Not good economic news

Not good news.

Smithfield Foods Inc. reported a 94% plunge in fiscal-fourth-quarter profit and warned consumers to brace themselves for higher meat costs this summer.

Unemployment Rate Jumps to 5.5% As Economy Continues to Shed Jobs
The U.S. unemployment rate posted its sharpest one-month increase in 22 years last month, suggesting U.S. consumers already facing a housing slump and soaring gasoline prices now confront growing pressure from a weakening jobs market. The data, which included a fifth-straight drop in nonfarm employment, should take financial-market expectations of Federal Reserve rate increases as soon as this fall off the table.

Also damping sentiment was a return to surging oil prices, with crude futures soaring $6.23 to $134.02 a barrel, just off record levels in New York. The gains continued a rebound that began on Thursday, as futures surged $5.49 – the biggest single-day price increase in the history of the New York Mercantile Exchange crude contract – to settle at $127.79 a barrel. Bullish predictions by analysts helped to keep the rally going on Friday. Ole Slorer, a shipping analyst at Morgan Stanley called for a "short-term spike in oil prices" to $150 a barrel by July 4 this year.

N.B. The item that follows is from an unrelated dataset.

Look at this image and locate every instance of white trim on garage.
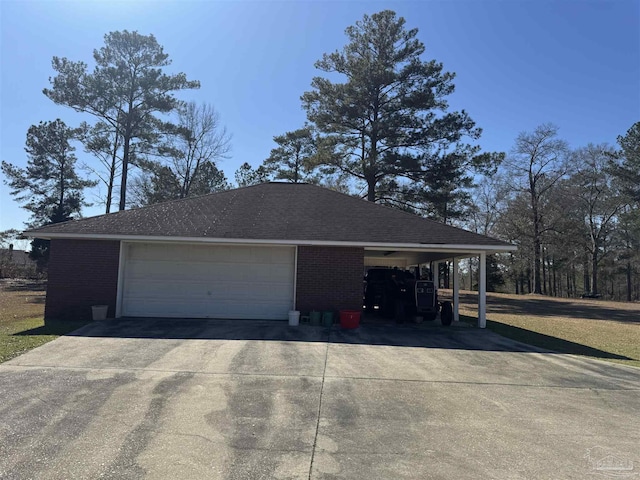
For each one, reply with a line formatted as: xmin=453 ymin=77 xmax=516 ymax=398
xmin=117 ymin=242 xmax=296 ymax=320
xmin=24 ymin=231 xmax=516 ymax=256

Meanwhile, geopolitical concerns were prodded by reports from Israel Friday that the country could launch an attack on Iran's nuclear facilities. "If Iran continues its nuclear weapons program, we will attack it," Shaoul Mofaz, an Israeli deputy prime minister and also the country's transportation minister, told the Yediot Aharonot daily. But Mofaz, who hopes to replace troubled Ehud Olmert as prime minister, stressed such an operation could only be conducted with U.S. support.